Дело было в белградской крепости, где помещаются теперь русские добровольцы. Много их толпилось и сидело, как попало, близ казармы.
— Не знаю, дедушка, ничего не слыхать… Конференция, стало быть, совет такой, идет теперь: как этот совет скажет, так и будет…
— А как под турсчнкой оставит совет-то?
— Оставит, пожалуй, и под туречиной.
— А чего же христианство-то смотрит?
Поистине я глубоко смутился от этого простого вопроса, произнесенного хотя и старческим голосом, но освещенного искреннейшим гневом живых, умных, выразительных глаз. И что я мог ему отвечать? Подумайте-ко хорошенько, что я мог серьезно ответить этому серьезно проникнутому делом человеку, этой неломаной, нетесаной святой Руси?

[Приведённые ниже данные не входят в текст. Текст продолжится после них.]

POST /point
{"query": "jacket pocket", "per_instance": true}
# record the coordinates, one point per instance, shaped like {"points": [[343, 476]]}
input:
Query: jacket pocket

"Что же христианство-то смотрит?" — этот поистине грозный вопрос и сейчас звучит в моих ушах, — Гы, верно, не солдат, дедушка? — не ответив путем на его вопрос, спросил я старика, необыкновенно меня заинтересовавшего.
— С роду в солдатах не бывал… Хрестьянин…
— От комитета приехал?
— Сам приехал, на свои… Не бывал в комитетах… Своих собрал деньжонок, распродался, приехал… Дорогой уж к партии пристал…
— Бывал в сражениях?
— Привел бог!
— Не ранен?
— Нет, бог миловал… Царапать, точно, царапали больно, до крови, — ну, а настоящих ран не получал, бог миловал.
— Как же так царапали-то?
— Да так; глянь вот, только снаружи… Вот погляди.
Он открыл плечо.
На плече был шрам, обложенный тряпицами; потом показал ногу (правую), икра ниже колена была прострелена.
— Вишь, как царапали-то! Все наружу выходило, а так, чтобы нутренной раны — нет, не бывало… бог миловал.
Подивился я на эти царапины, оказавшиеся самыми настоящими ранами "навылет".
— Что же ты в больнице-то не лежишь?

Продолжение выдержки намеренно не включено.